Peki neden bu korku? Neden bu terör? Bu zavallı yaratık ne görmüş veya duymuş olabilir ki hissettiği dehşetin be denli şedit olsun? Resmi incelerken bu sorular aklımda dolanıyordu. Cevabı öğrenmek içinse tek yapmam gerekense, eserin yanındaki küçük yazıya bakmaktı. Burada Edvard Munch’ın “Çığlık”la ilgili, zamanında yaptığı açıklama yer alıyordu:

“Bir akşam yolda yürüyordum, bir yanımda şehir yatıyordu ve altımda fiyort uzanıyordu. Güneş battı, bulutlar kırmızıyla lekelenmişti, kan gibi. Doğa bağırıyormuş gibi hissettim, sanki çığlığını duyabiliyordum. O resmi yaptım, bulutları kanmış gibi boyadım. Renkler çığlık attı.”

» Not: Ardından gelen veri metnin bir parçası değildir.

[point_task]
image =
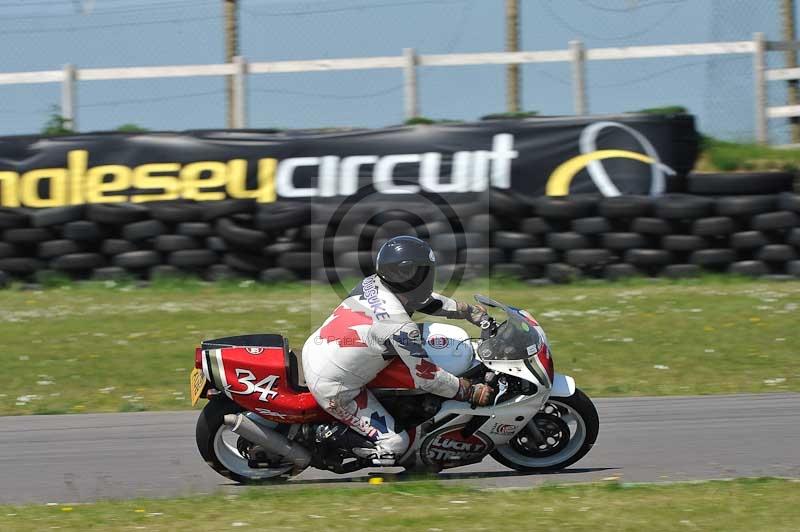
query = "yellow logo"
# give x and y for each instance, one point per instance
(559, 181)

            Konu sanat hırsızlığı olunca insanların (en azından benim) aklına şu Hollywood sahnelerinden biri geliyor: usta hırsız, tam bir Ninja kostümü içinde müzeye girer, alarmı devre dışı bırakır ve tavandan sarkarak tabloyu çalar. Tabi bir ara akrobatik bir şekilde bir lazer engelini aşmazsa olmaz. Ancak gerçek, bundan çok ama çok uzak. Bu biraz üzücü gerçeği "Çığlık"ın vaki zamanında iki defa çalındığını okuduğumda öğrendim. Zira her iki seferde de “usta” hırsızların yaptıkları açık “unutulan” bir pencereden içeri sızıp, tabloyla birlikte kayıplara karışmaktı! Eh, ne diyeyim? İyi ki MOMA’nın açılabilecek pencereleri yok. Gerçi MOMA’nın heykel bahçesine açılan bir kapısı var ama onun oldukça sıkı korunduğunu zannediyorum. 
 
Eğer Moma'daki bu sergiyi görememişseniz o zaman yapabileceğiniz iki şey var. İlki Oslo, Norveç'e gidip, Munch Müzesi'ni kendisin gezmek, ki bu kulağa çok uzak bir ihtimal gibi geliyor. İkincisiyse  çalınan "Çığlık" bulan Edward Dolnick'in  “The Rescue Artist”ini (Kurtarma Sanatçısı) okumak. Keyifle dalacağınız bu sayfalarda hem bu biraz çatlak sanatçıyı tanıyabilirsiniz, hem bir parça sanat tarihi öğrenirsiniz, hem de sanat kaçakçılığı tarihinin içine dalabilirsiniz. Aslına bakarsanız ben bu kitabın üzerine başlı başına bir yazı bile yazabilirim. Ama önce sayfalarına tekrar bir göz atmam gerekebilir; şöyle bir hafızamı tazelerim. Hadi, o zaman bana da, size de kolay gelsin!